L’état de la pelouse du Complexe sportif Mohammed V de Casablanca a été vivement critiqué ces derniers jours, notamment à l’issue du match amical opposant le Wydad au FC Séville. Sur les réseaux sociaux comme dans les tribunes, de nombreux supporters ont dénoncé une pelouse inégale marquée par des zones dénudées, jugée indigne d’un stade aussi emblématique et qui vient de rouvrir ses portes aux supporters après une longue période de fermeture pour réaménagement.
Face à ces critiques, Karim Glaibi, membre du Conseil communal de Casablanca et du comité de supervision et de contrôle du Complexe, a tenu à clarifier la situation.
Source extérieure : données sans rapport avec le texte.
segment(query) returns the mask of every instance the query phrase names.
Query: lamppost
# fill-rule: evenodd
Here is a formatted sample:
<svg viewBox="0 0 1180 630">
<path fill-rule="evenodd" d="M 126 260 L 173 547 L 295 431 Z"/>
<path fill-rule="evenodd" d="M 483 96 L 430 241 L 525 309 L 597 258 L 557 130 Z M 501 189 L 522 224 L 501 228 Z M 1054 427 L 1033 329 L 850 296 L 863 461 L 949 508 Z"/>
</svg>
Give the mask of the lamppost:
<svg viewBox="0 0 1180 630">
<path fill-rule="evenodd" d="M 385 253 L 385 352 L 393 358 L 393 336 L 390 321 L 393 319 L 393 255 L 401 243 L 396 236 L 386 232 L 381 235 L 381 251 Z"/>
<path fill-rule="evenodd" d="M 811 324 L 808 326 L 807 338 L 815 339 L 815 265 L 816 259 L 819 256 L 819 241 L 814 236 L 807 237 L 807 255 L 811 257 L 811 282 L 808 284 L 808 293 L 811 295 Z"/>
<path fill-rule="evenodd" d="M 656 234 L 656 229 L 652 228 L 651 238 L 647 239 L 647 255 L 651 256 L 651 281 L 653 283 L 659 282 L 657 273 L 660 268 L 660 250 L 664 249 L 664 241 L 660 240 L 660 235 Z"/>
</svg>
Selon lui, les irrégularités constatées sur la pelouse sont liées à une transition saisonnière tout à fait normale entre deux types de gazon naturel hybride : le Ray Grass, adapté aux températures froides, et le Bermuda, qui prospère sous un climat plus chaud.
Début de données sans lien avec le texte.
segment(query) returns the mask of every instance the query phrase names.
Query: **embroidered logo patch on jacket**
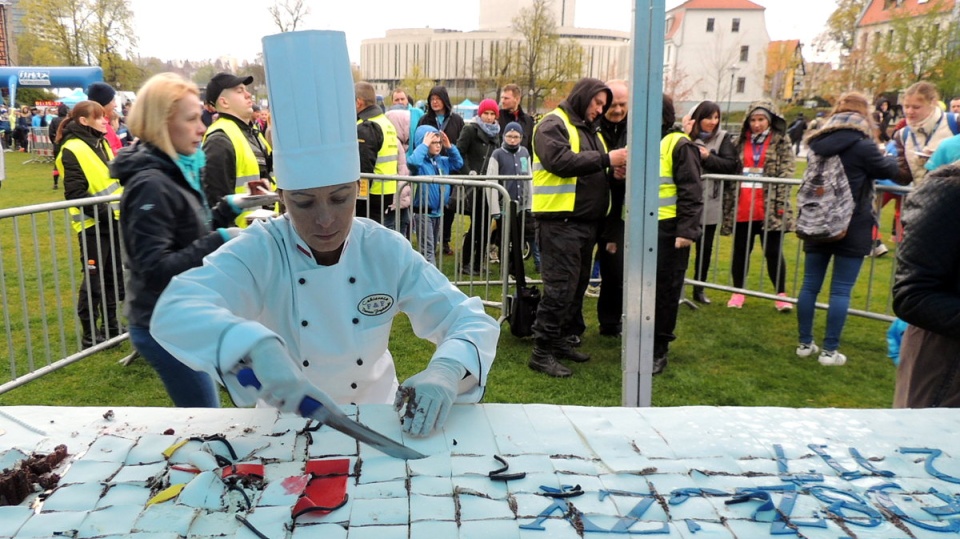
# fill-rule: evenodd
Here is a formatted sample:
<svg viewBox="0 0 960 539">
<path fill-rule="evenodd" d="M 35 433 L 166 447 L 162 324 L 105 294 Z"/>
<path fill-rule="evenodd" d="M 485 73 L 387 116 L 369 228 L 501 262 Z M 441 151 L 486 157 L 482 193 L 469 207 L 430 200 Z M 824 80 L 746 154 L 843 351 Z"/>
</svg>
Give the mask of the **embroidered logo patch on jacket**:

« Nous sommes actuellement dans une phase où le Ray Grass entre en dormance alors que le Bermuda commence à s’épanouir », explique l’élu. « Ce chevauchement génère nécessairement des zones hétérogènes, parfois moins denses, mais cela fait partie du cycle de vie naturel de ce type de pelouse », poursuit-il.
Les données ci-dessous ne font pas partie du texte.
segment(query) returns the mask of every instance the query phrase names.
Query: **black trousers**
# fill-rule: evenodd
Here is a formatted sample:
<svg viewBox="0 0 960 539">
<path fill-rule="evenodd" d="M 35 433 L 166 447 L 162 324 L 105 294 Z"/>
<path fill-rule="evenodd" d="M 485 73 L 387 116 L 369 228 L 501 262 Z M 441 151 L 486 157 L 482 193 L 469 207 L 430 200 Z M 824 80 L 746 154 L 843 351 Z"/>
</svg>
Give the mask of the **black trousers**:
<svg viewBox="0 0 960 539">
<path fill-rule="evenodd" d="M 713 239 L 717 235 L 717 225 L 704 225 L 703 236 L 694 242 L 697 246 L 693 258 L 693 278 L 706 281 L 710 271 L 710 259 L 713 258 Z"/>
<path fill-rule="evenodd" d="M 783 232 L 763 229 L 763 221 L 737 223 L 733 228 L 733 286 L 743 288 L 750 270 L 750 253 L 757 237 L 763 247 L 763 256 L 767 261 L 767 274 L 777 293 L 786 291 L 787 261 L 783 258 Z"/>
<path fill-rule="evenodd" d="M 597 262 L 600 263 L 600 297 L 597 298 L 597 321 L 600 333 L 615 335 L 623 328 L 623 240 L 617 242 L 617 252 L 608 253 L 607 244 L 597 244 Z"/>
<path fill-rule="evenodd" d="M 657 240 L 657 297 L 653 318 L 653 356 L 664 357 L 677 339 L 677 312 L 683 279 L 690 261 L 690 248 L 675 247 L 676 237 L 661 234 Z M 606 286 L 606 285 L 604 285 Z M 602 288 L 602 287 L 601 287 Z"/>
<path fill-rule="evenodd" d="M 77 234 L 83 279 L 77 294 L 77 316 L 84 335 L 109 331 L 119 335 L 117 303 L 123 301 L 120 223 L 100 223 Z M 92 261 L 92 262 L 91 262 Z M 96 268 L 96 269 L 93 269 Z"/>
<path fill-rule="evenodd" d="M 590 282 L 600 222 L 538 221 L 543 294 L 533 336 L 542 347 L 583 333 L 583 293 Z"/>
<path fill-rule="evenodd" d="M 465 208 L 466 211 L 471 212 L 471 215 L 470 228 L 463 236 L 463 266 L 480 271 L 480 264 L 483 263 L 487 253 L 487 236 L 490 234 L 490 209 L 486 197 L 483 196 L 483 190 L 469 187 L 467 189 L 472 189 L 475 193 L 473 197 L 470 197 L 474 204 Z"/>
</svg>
Karim Glaibi rappelle que le Complexe Mohammed V a fait l’objet de travaux de réhabilitation de longue haleine avant sa réouverture. Des opérations de maintenance ont été entreprises récemment, notamment entre le 13 et le 20 mai, afin d’anticiper ces problématiques de transition végétale. Ces interventions visent, selon lui, à « renforcer l’homogénéité du tapis gazonné et à garantir une surface de jeu conforme aux exigences des compétitions internationales ».
À quelques mois de la Coupe d’Afrique des nations, que le Maroc s’apprête à accueillir, les enjeux sont de taille. « Offrir une expérience optimale aux joueurs comme aux spectateurs reste notre priorité », insiste Glaibi, tout en assurant que les travaux de suivi et de régénération de la pelouse se poursuivront jusqu’à atteindre un niveau de qualité irréprochable.